México deportó 166 mil indocumentados durante 2015

Dos años después de que la afluencia de niños centroamericanos sin acompañantes, a través del Río Grande, alcanzara los titulares en los medios de Estados Unidos, la crisis humanitaria continúa. En su sección editorial, el diario Los Angeles Times criticó la deportación, por parte del gobierno mexicano, de 166 mil indocumentados el año pasado -poco más del doble de los que deportó Estados Unidos en ese mismo periodo-, 30 mil niños incluidos.

“Al detener y deportar migrantes, México se ha convertido en el ‘muro’ que ciertos políticos están pidiendo, lo que desde luego, no resuelve los problemas subyacentes”, consideró Mary Speck, autora del texto y analista del Grupo Crisis Internacional, quien no duda en describir a nuestro país como el “deportador en jefe”.

Con las políticas adoptadas por el gobierno del presidente Enrique Peña Nieto, México es el amortiguador entre los Estados Unidos y el Triángulo del Norte de Centroamérica, donde la violencia de pandillas, la corrupción crónica y la pobreza endémica impulsa a cientos de miles a abandonar sus hogares cada año, relata Speck.

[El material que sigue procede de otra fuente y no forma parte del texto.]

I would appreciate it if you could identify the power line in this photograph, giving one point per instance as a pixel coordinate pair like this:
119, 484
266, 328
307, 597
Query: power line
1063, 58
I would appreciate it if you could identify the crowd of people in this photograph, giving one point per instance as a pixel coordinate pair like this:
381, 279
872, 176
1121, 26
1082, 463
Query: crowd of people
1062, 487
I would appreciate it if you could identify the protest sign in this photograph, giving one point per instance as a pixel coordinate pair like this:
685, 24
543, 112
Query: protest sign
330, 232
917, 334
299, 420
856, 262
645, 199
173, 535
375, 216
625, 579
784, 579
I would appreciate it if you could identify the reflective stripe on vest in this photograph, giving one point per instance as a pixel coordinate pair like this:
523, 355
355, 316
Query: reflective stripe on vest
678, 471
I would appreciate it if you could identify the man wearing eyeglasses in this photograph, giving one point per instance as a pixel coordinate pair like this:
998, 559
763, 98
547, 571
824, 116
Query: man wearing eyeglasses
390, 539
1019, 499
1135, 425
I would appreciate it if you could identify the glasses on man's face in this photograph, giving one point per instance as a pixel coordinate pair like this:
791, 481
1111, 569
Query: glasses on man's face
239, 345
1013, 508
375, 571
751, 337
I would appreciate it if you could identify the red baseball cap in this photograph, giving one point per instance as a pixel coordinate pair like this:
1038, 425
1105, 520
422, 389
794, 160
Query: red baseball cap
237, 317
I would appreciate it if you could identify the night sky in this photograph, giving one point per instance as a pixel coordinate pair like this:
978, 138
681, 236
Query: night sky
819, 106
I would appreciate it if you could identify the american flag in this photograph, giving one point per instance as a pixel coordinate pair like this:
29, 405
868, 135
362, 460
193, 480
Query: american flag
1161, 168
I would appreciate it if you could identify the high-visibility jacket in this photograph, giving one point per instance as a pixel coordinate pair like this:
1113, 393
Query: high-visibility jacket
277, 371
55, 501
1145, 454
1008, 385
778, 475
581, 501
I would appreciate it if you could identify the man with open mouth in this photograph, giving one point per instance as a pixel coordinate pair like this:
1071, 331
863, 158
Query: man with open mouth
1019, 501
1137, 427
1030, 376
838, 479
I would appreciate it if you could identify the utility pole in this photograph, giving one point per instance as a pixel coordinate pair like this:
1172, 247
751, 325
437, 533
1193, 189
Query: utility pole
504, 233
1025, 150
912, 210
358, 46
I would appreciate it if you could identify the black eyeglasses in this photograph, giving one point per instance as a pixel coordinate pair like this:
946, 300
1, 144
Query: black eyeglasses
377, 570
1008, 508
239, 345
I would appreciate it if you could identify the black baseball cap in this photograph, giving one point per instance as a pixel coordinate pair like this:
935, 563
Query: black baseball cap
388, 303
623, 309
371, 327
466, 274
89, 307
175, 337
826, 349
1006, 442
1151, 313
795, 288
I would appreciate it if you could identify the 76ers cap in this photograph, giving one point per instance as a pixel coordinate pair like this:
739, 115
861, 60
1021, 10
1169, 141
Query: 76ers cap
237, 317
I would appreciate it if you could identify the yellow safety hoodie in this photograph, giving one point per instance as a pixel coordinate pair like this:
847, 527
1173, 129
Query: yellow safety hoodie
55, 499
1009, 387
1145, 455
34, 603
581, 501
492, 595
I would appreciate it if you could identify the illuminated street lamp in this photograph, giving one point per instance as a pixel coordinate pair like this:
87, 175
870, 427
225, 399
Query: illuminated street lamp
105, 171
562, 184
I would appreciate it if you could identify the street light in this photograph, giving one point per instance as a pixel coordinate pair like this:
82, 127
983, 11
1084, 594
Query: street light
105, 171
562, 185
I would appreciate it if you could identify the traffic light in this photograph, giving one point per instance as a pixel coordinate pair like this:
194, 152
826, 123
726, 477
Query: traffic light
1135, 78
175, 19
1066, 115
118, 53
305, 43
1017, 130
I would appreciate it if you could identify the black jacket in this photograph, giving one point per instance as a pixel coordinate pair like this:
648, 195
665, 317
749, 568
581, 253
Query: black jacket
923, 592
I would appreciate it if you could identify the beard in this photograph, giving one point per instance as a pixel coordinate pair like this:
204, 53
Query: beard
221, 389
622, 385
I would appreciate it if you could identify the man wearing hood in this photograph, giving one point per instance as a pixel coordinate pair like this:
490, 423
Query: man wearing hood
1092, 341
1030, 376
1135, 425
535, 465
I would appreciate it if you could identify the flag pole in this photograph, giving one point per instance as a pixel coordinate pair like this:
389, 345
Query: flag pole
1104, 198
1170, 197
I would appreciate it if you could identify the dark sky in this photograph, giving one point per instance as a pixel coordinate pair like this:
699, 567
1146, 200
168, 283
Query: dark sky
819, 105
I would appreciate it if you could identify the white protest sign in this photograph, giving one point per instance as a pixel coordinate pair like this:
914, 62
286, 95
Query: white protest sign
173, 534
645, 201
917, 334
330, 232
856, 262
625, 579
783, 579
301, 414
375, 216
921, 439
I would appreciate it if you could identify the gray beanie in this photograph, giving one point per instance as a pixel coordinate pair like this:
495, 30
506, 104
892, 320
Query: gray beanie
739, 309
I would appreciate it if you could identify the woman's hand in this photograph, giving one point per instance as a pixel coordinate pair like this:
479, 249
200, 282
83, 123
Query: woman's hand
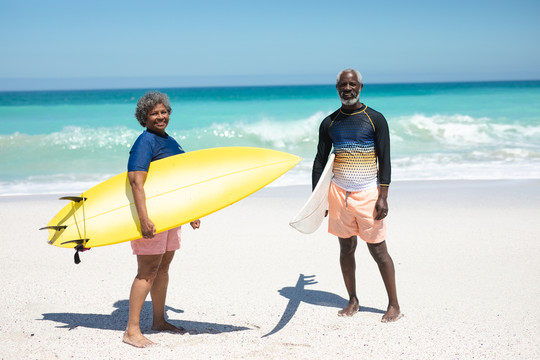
195, 224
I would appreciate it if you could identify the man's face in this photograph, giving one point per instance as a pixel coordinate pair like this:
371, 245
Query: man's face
349, 88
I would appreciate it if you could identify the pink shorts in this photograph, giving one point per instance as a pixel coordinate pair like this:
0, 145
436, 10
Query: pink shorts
164, 241
352, 213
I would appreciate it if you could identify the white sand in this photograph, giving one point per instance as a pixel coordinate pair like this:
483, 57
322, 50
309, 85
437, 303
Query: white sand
467, 265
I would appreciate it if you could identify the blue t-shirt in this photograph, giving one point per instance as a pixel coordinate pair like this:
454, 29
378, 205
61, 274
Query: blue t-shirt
149, 147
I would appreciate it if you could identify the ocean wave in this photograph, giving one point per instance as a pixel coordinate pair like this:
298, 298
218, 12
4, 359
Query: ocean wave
423, 148
460, 131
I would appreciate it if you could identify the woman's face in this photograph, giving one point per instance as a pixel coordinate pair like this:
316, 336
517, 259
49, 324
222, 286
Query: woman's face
157, 119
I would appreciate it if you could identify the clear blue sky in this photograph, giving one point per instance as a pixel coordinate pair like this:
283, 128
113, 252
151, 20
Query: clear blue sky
85, 44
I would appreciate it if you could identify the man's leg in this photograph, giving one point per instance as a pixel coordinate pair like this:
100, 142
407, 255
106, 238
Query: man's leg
379, 252
148, 266
158, 292
348, 269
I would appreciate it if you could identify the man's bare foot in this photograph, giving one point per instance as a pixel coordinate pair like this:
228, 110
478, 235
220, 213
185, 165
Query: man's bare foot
137, 340
351, 309
392, 314
165, 326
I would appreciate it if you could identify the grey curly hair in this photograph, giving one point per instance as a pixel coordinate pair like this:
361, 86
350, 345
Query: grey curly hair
149, 101
358, 75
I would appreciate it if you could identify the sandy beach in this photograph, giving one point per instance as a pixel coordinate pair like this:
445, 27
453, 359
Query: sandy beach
248, 286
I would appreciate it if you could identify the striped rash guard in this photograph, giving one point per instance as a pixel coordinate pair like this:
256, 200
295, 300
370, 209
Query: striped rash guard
361, 142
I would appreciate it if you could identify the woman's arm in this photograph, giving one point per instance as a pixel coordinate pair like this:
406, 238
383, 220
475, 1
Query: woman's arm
137, 180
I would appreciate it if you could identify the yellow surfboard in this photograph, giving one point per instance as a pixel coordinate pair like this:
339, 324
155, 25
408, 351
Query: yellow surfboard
179, 189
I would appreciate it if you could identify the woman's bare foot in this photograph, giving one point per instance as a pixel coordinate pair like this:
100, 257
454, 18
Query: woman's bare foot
351, 309
165, 326
137, 340
392, 314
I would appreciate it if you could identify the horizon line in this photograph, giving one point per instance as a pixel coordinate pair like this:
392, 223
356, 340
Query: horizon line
134, 83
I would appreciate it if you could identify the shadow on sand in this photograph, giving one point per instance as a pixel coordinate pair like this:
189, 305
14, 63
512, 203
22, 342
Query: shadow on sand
299, 294
117, 320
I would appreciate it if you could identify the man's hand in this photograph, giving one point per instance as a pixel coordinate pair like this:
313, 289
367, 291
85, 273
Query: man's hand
148, 229
381, 206
195, 224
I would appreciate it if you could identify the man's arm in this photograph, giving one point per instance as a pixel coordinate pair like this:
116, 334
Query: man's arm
382, 146
323, 151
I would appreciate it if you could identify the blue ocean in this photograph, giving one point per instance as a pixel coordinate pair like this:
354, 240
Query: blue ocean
64, 142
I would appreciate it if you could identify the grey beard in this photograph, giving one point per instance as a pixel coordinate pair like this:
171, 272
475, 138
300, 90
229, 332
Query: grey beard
351, 101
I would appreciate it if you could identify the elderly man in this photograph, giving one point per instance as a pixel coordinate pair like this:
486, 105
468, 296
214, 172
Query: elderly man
359, 190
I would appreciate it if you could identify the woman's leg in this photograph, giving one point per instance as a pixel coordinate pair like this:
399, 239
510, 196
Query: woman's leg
159, 294
148, 266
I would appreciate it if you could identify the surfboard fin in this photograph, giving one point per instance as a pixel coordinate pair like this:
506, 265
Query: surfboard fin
79, 248
54, 227
73, 198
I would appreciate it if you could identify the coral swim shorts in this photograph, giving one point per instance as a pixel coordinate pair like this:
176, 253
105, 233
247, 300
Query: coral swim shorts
164, 241
352, 213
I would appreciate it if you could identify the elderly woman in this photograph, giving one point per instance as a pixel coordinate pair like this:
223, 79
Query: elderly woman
154, 251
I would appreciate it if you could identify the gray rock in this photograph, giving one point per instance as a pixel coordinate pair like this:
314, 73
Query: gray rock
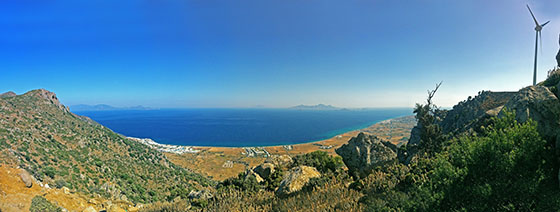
26, 178
265, 170
8, 94
296, 178
472, 113
365, 152
250, 172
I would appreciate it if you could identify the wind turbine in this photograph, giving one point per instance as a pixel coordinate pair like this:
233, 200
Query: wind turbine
538, 29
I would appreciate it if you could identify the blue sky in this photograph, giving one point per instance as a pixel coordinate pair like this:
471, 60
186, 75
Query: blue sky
208, 53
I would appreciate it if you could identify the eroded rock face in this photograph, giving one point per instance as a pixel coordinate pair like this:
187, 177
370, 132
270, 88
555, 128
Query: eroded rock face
364, 152
250, 172
26, 179
473, 112
296, 178
541, 105
265, 170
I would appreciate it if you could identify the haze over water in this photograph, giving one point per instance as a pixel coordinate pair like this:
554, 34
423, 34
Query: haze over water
239, 127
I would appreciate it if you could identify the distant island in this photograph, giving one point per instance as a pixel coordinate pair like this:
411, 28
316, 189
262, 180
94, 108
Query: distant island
316, 107
103, 107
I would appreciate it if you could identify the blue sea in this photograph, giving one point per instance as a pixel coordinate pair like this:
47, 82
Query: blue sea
239, 127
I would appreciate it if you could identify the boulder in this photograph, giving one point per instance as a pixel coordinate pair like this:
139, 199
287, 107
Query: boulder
89, 209
26, 178
365, 152
265, 170
296, 178
250, 172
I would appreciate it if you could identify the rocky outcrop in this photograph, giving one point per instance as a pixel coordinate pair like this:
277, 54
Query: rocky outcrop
468, 115
26, 179
50, 97
265, 170
541, 105
365, 152
473, 112
250, 173
8, 94
296, 178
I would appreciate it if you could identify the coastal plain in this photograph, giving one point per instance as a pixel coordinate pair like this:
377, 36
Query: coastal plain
220, 163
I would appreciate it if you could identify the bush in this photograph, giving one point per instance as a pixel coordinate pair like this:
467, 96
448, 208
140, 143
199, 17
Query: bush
509, 167
40, 204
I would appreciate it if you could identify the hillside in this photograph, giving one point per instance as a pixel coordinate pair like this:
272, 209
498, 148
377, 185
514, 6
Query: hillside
497, 151
63, 150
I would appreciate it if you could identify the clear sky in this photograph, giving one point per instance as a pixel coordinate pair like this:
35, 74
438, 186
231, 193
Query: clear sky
271, 53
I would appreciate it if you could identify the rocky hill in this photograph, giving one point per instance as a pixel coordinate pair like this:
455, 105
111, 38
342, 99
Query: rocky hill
63, 150
539, 103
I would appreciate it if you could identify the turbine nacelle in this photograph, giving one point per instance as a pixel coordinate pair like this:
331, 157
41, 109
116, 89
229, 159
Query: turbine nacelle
538, 28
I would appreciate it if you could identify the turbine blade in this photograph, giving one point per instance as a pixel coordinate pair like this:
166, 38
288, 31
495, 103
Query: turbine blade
540, 40
535, 19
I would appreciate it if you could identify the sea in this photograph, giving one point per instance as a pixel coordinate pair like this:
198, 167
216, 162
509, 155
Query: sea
239, 127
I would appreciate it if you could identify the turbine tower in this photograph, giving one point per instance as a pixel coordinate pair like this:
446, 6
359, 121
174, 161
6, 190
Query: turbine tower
538, 29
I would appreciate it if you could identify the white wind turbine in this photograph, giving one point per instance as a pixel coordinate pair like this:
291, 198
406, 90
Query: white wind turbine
538, 29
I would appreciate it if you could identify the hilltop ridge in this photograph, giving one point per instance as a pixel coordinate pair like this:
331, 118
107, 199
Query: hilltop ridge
61, 149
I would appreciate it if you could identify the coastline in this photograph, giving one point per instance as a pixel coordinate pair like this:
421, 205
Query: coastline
220, 163
322, 143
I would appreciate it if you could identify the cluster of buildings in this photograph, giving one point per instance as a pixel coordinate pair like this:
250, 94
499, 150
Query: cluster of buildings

“Durante la última década, los homicidios en Guatemala, Honduras y El Salvador son una espiral fuera de control, acercándose a un nivel de derramamiento de sangre no visto desde los conflictos armados de la década de 1980. Las pandillas dominan las principales ciudades y muchos poblados, lo que obligó, incluso a los  más pobres, a pagar extorsiones. Lo más escalofriante para las familias es el reclutamiento forzado de niños y niñas. Decir `no’ a las bandas criminales, dicen los refugiados entrevistados a lo largo de la frontera, significa una sentencia de muerte”.

Aún después de salir, los peligros no terminan. En México, dice la analista, los migrantes son la víctimas perfectas, ya que es poco probable de que reporten delitos contra ellos por temor a las mismas autoridades. “La migración irregular, además del desplazamiento forzado, alimentan al crimen organizado y a la corrupción”.

Actualmente no sólo deben pagar a la personas que se encargan de cruzarlos en la frontera con Estados Unidos, “ahora dependen de las redes que cobran miles de dólares para asegurar su paso seguro a través de territorios controlados por varios jefes criminales, mientras que esos pagan a funcionarios para que miren hacia otro lado”.

Líderes regionales finalmente reconocieron que la salida masiva de centroamericanos va más allá de la migración promedio. Por ello, Estados Unidos ha acordado expandir sus esfuerzos para admitir refugiados directamente de la región para que eviten el largo y peligroso viaje al norte, señala Speck.

México ya no sólo es país de transito, sino también de destino. “Las solicitudes para el reconocimiento de refugiados se han duplicado constriñendo la capacidad de México para procesarlas de forma justa y eficiente”.  Y añadió: “A pesar de que la comisión de refugio está ofreciendo asilo a una gran proporción de solicitantes, los números aún representan una pequeña fracción de aquellos que necesitan protección”.

Por ello propuso que, a largo plazo, los gobiernos centroamericanos aborden las deficiencias económicas e institucionales que convierten a los jóvenes en gángsteres, así como poner fin a la impunidad de los líderes criminales y funcionarios corruptos. Mientras que en el plazo inmediato, añade, Estados Unidos debe ayudar a su socio mexicano para detener el ciclo de expulsión- re migración, al proporcionar los recursos  que necesita para dar cobijo a los solicitantes de asilo y luego reubicarlos donde puedan llevar vida productivas.